Des millions de personnes meurent chaque année de la pollution de l'air. Le parc auto mondial ne cesse de croître. L'eau subit des pressions sans précédent partout sur la planète. Les émissions de gaz à effet de serre atteignent des niveaux records...

«Pour nous les environnementalistes, c'est un constat d'échec», reconnaît Jocelyn Desjardins, coauteur de Manifestement vert, un livre aux multiples signatures prestigieuses, lancé hier à Montréal.

S'attardant au sort des quatre éléments - eau, feu, terre et air -, cet ouvrage se veut un survol des principales menaces environnementales, au Québec comme ailleurs, ainsi qu'un condensé des solutions à leur apporter.

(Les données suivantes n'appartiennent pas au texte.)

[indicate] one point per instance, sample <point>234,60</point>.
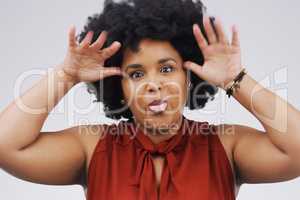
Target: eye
<point>167,68</point>
<point>135,74</point>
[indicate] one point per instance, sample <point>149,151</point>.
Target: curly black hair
<point>130,21</point>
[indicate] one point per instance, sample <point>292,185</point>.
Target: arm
<point>260,156</point>
<point>55,158</point>
<point>275,156</point>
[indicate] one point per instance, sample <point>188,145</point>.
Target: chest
<point>158,165</point>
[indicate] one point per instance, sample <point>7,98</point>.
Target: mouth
<point>158,106</point>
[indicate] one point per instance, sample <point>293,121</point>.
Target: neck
<point>158,135</point>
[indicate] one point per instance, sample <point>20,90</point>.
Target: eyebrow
<point>160,61</point>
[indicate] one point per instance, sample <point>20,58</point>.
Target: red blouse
<point>196,165</point>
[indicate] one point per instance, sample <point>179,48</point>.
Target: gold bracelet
<point>235,84</point>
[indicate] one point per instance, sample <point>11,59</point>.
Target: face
<point>154,85</point>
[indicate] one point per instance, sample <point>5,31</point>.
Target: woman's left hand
<point>222,60</point>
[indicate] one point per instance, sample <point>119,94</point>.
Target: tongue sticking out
<point>158,108</point>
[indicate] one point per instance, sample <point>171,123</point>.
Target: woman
<point>159,47</point>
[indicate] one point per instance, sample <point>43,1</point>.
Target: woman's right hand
<point>85,61</point>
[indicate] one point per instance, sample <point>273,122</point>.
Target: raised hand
<point>222,59</point>
<point>85,61</point>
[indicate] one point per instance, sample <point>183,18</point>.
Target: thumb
<point>194,67</point>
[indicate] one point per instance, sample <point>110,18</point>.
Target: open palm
<point>222,59</point>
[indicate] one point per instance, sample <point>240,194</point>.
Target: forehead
<point>151,51</point>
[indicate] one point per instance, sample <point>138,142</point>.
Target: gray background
<point>34,37</point>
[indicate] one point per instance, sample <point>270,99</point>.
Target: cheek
<point>177,94</point>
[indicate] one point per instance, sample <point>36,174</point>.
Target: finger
<point>110,51</point>
<point>71,36</point>
<point>98,73</point>
<point>211,35</point>
<point>235,37</point>
<point>201,41</point>
<point>220,31</point>
<point>98,44</point>
<point>87,40</point>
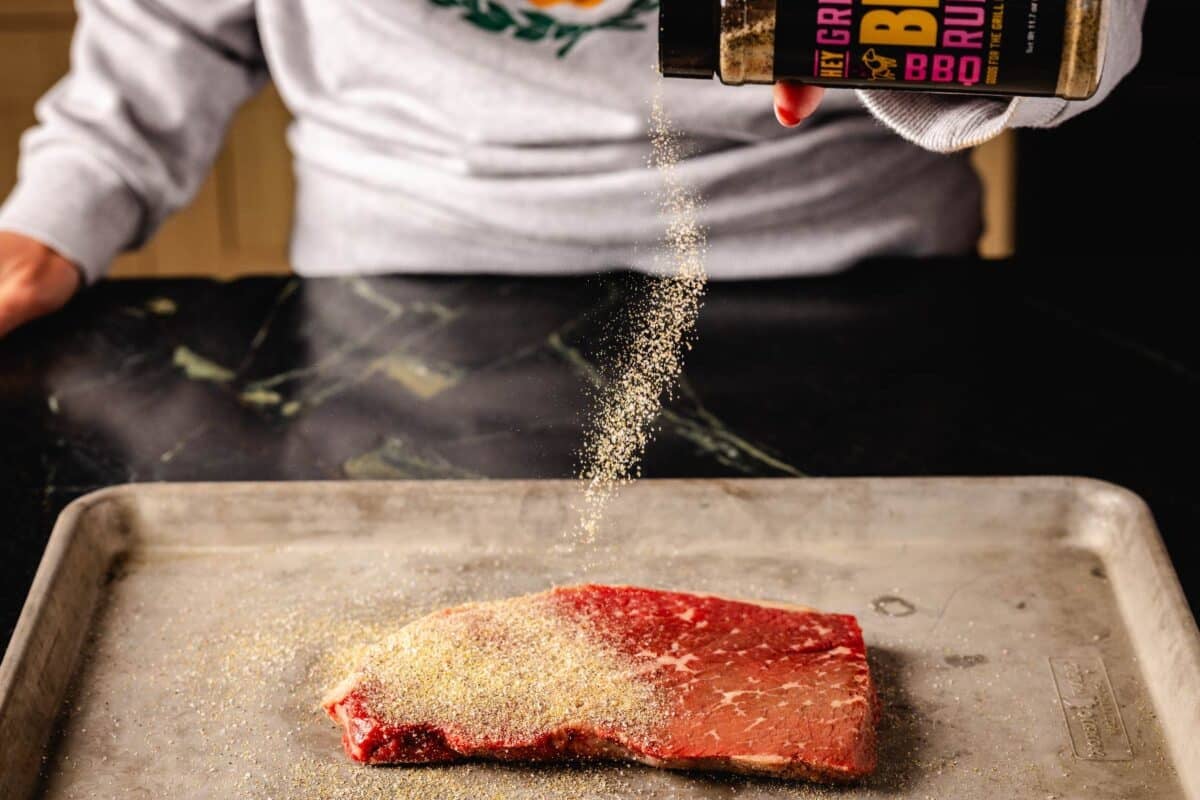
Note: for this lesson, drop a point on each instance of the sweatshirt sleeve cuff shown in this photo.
(948, 124)
(77, 206)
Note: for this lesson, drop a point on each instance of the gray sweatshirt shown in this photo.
(493, 136)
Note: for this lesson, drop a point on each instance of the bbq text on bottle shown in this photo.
(1011, 46)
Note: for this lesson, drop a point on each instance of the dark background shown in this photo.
(1099, 194)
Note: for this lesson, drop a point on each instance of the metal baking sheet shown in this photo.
(1029, 636)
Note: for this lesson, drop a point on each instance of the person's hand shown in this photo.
(795, 102)
(34, 281)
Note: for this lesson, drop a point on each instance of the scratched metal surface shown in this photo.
(1024, 632)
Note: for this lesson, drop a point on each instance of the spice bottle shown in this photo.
(988, 47)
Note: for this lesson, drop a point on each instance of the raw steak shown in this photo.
(664, 678)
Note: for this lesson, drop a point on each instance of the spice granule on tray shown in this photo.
(516, 662)
(665, 323)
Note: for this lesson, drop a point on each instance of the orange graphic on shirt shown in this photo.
(581, 4)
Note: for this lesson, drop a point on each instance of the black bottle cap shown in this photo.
(688, 34)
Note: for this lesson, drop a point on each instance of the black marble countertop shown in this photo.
(897, 368)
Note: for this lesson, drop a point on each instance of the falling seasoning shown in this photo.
(648, 368)
(989, 47)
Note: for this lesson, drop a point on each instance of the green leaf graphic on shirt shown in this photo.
(537, 26)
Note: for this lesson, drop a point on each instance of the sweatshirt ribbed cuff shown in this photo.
(75, 205)
(947, 124)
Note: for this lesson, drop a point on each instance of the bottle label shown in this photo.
(991, 47)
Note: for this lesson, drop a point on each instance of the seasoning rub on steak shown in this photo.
(664, 678)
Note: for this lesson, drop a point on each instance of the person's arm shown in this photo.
(126, 138)
(951, 122)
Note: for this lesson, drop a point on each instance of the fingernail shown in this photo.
(786, 118)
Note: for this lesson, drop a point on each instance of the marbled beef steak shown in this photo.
(665, 678)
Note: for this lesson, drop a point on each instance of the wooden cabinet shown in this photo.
(239, 222)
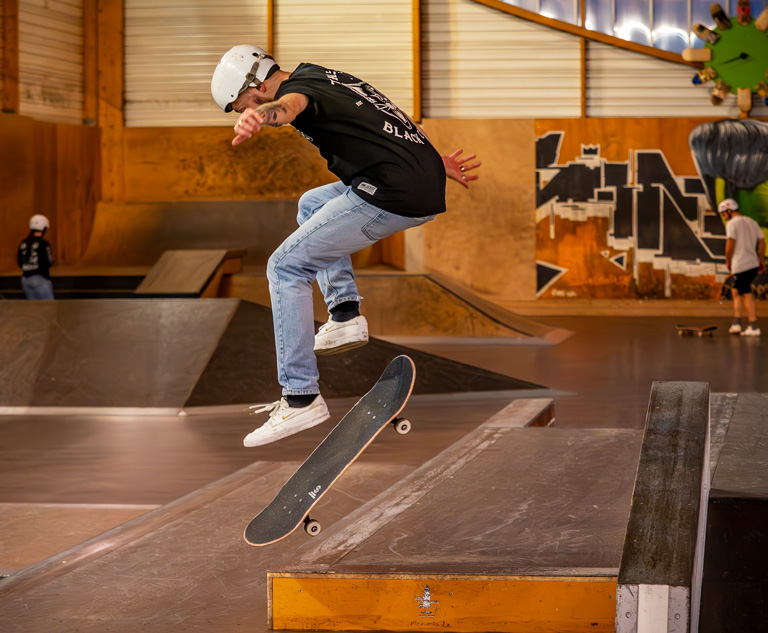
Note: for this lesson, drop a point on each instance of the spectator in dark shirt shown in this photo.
(35, 260)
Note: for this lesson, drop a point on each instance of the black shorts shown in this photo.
(744, 280)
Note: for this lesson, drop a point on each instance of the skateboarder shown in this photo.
(744, 258)
(391, 178)
(35, 260)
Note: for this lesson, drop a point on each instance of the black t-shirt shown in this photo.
(35, 257)
(368, 142)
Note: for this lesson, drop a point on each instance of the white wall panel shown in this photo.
(481, 63)
(51, 60)
(623, 83)
(371, 40)
(171, 50)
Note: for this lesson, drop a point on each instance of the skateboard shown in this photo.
(700, 330)
(343, 445)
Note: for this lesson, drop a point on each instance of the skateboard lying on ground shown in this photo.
(343, 445)
(700, 330)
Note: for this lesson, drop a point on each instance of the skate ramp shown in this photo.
(413, 309)
(137, 234)
(145, 355)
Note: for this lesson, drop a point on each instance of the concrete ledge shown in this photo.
(661, 567)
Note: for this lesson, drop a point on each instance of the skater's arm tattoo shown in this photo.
(274, 113)
(284, 110)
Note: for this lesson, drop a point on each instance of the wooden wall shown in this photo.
(51, 169)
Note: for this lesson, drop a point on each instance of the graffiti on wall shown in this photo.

Rédigé par Jocelyn Desjardins, ancien de Greenpeace, et par François Tanguay, vieux routier de la scène environnementale ayant travaillé autant pour la Régie de l'énergie que pour Greenpeace, Manifestement vert contient également des textes des écologistes David Suzuki, Steven Guilbeault, Laure Waridel et Jean Lemire.

«Pour la première fois de son histoire, l'humanité fait face à une échéance planétaire», écrit en préface le communicateur Jacques Languirand, donnant le ton à ce livre qui brosse un sombre tableau de la situation.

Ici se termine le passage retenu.